The tender was instead awarded to KZN Oncology Inc, which was only legally registered as a company a month later. Despite being paid R5.6 million, KZN Oncology failed to maintain the machines, which fell into disrepair. This led to Addington’s cancer patients having to use Albert Luthuli Central Hospital, which increased the waiting time for treatment excessively.
After being approached by the Democratic Alliance, the South African Human Rights Commission (SAHRC) launched an investigation into the province’s public sector oncology.
In its findings, released last month, the commission found that Dhlomo and the provincial health department had “violated the rights of oncology patients at the Addington and Inkosi Albert Luthuli Central Hospitals to have access to health care services as a result of their failure to apply with applicable norms and standards set out in legislation and policies”.
The SAHRC demanded that, amongst other things, the machines be immediately repaired.
In it’s statement, Tecmed said, “The MEC assured all present that the outstanding payment for past services at the oncology facilities, rendered by Tecmed Africa, would be settled immediately.
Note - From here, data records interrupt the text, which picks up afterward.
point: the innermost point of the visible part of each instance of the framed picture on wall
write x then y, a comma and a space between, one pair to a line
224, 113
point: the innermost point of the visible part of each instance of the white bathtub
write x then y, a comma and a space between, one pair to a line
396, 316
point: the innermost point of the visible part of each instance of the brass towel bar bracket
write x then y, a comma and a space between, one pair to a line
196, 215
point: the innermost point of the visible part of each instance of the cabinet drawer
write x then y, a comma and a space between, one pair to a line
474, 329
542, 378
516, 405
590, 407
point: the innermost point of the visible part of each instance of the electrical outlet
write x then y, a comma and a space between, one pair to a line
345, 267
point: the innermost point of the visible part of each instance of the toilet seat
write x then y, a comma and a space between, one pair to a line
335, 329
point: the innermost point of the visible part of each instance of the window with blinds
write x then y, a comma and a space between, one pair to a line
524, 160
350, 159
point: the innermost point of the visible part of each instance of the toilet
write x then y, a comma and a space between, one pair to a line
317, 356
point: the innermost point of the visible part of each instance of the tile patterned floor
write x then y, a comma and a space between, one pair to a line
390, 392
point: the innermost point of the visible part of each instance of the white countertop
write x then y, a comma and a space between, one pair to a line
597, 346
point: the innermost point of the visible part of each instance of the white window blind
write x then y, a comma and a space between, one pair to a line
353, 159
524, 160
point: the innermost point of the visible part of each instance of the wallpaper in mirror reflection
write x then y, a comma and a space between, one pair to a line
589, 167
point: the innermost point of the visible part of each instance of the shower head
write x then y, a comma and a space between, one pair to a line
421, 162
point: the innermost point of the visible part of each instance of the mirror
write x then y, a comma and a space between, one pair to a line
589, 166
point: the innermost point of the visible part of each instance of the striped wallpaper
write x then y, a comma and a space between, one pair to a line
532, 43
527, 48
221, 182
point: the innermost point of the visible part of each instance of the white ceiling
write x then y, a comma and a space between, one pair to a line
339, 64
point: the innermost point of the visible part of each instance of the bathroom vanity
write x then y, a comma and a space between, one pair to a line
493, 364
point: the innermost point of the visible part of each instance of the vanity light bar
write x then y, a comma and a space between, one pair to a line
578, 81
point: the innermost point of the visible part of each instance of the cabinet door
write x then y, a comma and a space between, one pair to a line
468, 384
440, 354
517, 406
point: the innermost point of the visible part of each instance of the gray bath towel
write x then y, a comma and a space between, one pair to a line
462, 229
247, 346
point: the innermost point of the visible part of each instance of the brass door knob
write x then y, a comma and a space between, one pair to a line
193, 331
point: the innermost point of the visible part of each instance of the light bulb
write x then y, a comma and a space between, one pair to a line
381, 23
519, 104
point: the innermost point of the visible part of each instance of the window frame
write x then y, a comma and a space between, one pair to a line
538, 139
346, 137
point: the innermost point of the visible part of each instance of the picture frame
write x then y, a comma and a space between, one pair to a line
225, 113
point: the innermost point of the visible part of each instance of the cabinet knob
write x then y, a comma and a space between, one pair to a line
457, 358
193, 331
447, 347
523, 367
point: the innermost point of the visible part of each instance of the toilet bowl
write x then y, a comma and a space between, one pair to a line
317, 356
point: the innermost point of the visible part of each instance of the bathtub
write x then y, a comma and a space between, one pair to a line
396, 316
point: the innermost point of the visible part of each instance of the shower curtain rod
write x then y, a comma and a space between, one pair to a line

Upon receipt of this payment, Tecmed Africa agreed to immediately hand over the responsibility for repairing and maintaining of these units to Varian.
Varian International is the United States-based manufacturer of the machines for which Tecmed was the sole agent in the country at the time.
The two Varian Rapid Arc Linear Accelerators at Addington Hospital known as Linac 1 and Linac 2, used in radiation therapy, were installed by Tecmed in 2010 after it was awarded a R120-million tender, which included a R33-million maintenance contract over five years. The maintenance contract was later reduced to R26-million.
“In the interim, a technical team has been formed to assess the extent of the repairs required to bring these units back into operation. This team comprises both engineers from Varian Switzerland and select engineers that were previously part of Tecmed’s technical team that have recently moved across to Varian SA. We are most pleased that following these amicable discussions the site shall be restored to its former level of distinction within a short period,” said the statement.
Speaking to ANA on Thursday night, DA KZN health spokesman, Imran Keeka, said that Dhlomo had “chosen for a number of years to rubbish [Tecmed] and not pay them”.
“In fact, Dhlomo chose a backdoor repair shop to do the work instead, which caused more harm, more suffering and more death to patients over a period of time when he could have done this a long time ago. It also vindicates the DA’s position that the MEC has allowed for the department’s oncology department to deteriorate for far too long. This transaction is all the more reason that the MEC should be packed up for consistently lying to the public,” he said.